Egon Schiele (1890 – 1918) is considered one of the most controversial and influential artists of the early twentieth century. Born in Tulln, Austria he studied at the Akademie der Bildenden Künste in Vienna where he met Gustav Klimt in 1907. Frustrated by the school’s conservatism he left in 1909 and founded the radical artist collective Neukunstgruppe. Encouraged by Klimt, Schiele was invited to exhibit at the 1909 Vienna Kunstchau alongside many other important European artists of the day including Vincent van Gogh and Edvard Munch.

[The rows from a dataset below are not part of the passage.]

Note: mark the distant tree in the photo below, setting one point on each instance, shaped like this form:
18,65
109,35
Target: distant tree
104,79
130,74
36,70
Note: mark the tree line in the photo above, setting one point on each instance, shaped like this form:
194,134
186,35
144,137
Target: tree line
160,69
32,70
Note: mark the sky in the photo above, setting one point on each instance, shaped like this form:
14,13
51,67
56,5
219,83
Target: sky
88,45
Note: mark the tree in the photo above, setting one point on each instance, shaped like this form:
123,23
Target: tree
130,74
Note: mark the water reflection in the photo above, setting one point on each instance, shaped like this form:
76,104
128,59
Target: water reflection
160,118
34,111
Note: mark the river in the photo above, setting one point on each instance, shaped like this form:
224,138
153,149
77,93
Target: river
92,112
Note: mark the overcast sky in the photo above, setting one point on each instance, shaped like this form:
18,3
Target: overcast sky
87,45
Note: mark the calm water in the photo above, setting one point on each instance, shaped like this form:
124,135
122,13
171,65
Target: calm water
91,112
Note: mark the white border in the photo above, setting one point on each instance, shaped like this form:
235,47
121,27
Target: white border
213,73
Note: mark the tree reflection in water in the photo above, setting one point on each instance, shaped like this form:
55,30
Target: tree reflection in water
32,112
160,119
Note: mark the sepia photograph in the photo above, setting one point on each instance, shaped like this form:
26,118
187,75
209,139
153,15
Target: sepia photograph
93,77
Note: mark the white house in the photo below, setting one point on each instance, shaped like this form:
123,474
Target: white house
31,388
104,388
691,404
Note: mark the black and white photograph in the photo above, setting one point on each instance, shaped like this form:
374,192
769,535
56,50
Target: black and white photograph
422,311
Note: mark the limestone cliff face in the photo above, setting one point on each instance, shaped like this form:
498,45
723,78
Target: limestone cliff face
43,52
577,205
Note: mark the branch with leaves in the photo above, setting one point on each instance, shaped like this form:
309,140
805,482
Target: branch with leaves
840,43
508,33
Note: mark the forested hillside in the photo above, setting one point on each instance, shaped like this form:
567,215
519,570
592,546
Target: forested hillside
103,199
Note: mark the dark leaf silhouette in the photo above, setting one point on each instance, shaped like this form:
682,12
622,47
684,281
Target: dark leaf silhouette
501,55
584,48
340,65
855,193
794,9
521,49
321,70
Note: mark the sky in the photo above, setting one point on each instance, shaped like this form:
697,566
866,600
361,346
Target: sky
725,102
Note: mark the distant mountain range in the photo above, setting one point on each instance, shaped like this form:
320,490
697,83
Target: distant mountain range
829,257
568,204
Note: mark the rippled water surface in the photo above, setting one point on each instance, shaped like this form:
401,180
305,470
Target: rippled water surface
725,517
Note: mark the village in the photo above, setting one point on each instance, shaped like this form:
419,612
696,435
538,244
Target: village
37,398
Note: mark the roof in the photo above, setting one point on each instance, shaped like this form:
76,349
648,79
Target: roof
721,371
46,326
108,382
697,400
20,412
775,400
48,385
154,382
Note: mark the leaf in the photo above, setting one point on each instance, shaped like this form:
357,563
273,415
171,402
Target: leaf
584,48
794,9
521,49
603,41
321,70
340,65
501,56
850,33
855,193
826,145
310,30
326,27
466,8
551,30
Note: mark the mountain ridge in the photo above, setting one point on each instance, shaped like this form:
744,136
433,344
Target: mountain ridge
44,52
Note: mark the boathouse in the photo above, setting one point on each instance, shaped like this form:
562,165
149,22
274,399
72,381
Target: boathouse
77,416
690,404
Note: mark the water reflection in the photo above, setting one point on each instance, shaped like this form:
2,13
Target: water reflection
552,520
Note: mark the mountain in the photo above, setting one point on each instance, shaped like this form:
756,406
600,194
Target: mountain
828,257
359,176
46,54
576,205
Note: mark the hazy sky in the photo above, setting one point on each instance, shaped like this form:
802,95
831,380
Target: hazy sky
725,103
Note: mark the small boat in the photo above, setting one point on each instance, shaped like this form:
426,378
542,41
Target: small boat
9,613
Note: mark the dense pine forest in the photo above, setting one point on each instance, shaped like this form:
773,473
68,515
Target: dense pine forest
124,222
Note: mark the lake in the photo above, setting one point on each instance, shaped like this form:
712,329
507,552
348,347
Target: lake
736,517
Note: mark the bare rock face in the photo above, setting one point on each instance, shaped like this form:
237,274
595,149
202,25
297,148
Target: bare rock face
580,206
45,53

Having begun his fine art career painting expressionist style landscapes and portraits, many of which were commissions from the Viennese intelligentsia, in 1911 Schiele left Vienna, living between several small Austrian villages. During these years he largely painted and drew self-portraits and erotic depictions of nude or semi-clothed women and couples. He also painted various allegories of life, death and sex, most famously his oil on canvas work Death and the Maiden (1915), now housed in The Belvedere in Vienna. While he sought solitude from the capital’s growing art hub, Schiele continued to participate in important group and Secession exhibitions across Europe, with Galerie Hans Goltz presenting Schiele’s first solo show in 1913. Joining the Austrian army upon the outbreak of World War I, Schiele continued to draw and paint during his military service, culminating in a breakthrough solo exhibition at the Vienna Secession in 1918 which resulted in much critical and financial success. This acclaim was short-lived as Schiele died soon after of influenza, a few days after the death of his pregnant wife, Edith Harms.
Despite dying young at the age of just twenty-eight, Schiele was highly prolific over his lifetime, producing over 300 oil paintings and around 2,800 drawings and watercolours. A large number of his paintings reside within museum collections internationally, with the Leopold Museum in Vienna housing the most, with forty-three paintings and over 200 watercolours, drawings and prints.